- Nadbrzeże Location within Poland
- Coordinates: 54°16′21″N 19°25′4″E﻿ / ﻿54.27250°N 19.41778°E
- Country: Poland
- Voivodeship: Warmian-Masurian
- County: Elbląg
- Gmina: Tolkmicko
- Time zone: UTC+1 (CET)
- • Summer (DST): UTC+2 (CEST)
- Vehicle registration: NEB

= Nadbrzeże =

Nadbrzeże is a settlement in the administrative district of Gmina Tolkmicko, within Elbląg County, Warmian-Masurian Voivodeship, in northern Poland.

==History==
The village was part of the Kingdom of Poland until the First Partition of Poland in 1772, when it was annexed by Prussia.
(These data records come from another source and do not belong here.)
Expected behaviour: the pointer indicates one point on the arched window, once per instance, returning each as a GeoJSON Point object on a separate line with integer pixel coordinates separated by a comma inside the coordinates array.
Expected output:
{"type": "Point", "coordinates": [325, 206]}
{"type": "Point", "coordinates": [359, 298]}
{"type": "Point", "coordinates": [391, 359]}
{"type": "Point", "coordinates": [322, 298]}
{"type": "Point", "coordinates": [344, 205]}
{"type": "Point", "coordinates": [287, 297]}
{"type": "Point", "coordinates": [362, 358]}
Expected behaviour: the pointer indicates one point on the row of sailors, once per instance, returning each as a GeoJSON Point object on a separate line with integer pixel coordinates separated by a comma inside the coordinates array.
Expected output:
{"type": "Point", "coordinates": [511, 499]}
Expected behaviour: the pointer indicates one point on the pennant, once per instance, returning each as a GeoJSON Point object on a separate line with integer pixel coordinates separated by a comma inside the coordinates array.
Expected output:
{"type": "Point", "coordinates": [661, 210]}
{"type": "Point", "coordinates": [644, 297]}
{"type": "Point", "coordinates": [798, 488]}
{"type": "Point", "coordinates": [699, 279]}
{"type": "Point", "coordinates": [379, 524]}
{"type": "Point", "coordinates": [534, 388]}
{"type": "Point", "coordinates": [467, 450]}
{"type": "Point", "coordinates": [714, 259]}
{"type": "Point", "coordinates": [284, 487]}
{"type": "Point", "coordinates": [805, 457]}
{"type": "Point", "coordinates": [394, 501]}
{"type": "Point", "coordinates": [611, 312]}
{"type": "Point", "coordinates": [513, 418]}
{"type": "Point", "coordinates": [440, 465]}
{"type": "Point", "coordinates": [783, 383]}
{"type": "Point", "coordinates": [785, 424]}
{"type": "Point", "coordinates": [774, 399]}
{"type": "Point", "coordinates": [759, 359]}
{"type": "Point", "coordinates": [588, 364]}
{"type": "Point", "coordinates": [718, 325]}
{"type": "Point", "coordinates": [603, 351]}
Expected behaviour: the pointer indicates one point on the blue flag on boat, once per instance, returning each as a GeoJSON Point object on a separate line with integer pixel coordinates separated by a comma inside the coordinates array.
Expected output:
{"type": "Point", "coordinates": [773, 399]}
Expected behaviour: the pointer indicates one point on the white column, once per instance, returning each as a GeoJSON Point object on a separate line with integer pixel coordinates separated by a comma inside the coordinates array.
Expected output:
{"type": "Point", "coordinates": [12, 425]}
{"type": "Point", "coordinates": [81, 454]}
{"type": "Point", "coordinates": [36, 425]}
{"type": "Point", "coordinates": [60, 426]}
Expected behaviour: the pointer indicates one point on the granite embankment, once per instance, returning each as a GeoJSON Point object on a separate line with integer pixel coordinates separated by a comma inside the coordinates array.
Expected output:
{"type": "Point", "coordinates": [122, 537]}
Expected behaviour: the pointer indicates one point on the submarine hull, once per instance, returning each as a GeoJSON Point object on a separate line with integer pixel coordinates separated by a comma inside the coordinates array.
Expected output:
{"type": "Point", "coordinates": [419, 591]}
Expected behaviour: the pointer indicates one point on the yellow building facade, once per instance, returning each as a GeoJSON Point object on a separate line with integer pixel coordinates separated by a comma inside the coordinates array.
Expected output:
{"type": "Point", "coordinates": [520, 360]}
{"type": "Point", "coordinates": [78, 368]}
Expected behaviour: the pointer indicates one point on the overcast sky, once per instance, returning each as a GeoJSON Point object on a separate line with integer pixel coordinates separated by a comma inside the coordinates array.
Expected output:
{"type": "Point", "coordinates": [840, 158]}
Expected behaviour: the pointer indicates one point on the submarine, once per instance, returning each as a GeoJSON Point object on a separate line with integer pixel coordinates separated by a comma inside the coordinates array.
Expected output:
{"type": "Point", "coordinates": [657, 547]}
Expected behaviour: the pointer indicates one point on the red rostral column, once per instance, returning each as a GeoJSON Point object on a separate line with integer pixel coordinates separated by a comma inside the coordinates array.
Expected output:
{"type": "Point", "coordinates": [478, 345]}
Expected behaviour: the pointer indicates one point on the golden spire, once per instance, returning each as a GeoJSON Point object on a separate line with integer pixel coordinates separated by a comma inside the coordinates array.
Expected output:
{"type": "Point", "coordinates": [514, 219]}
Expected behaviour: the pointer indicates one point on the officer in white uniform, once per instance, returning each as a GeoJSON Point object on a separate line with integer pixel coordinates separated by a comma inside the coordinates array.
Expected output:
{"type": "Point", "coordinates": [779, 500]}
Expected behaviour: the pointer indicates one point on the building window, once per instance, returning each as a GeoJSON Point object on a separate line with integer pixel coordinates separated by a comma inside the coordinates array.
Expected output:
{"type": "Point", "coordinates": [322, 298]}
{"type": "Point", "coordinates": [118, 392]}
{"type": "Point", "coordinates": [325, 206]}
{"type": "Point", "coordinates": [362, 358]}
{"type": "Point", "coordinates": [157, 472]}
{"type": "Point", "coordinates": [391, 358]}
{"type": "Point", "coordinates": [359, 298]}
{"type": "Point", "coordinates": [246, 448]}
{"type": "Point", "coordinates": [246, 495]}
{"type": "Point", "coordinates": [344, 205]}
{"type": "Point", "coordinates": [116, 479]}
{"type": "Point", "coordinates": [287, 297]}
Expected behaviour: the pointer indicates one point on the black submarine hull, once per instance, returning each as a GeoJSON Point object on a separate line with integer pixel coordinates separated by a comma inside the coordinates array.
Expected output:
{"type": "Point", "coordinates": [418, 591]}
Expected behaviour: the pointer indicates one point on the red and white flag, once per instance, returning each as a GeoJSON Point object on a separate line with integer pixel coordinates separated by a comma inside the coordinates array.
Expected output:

In 1871 it became part of Germany, within which it was administratively part of the province of East Prussia. During World War II, in 1942–1945, it was the location of a subcamp of the Stutthof concentration camp, considered the heaviest of all the Stutthof subcamps. Over 300 people were subjected by the Germans to forced labour at a local brickyard. Dead prisoners were constantly replaced by new ones sent from the Stutthof camp. One of its prisoners was a Pole, Wacław Mitura, who published his memoirs of his stay in the camp in book form after the war. Following Germany's defeat in World War II, in 1945, the village was reintegrated with Poland.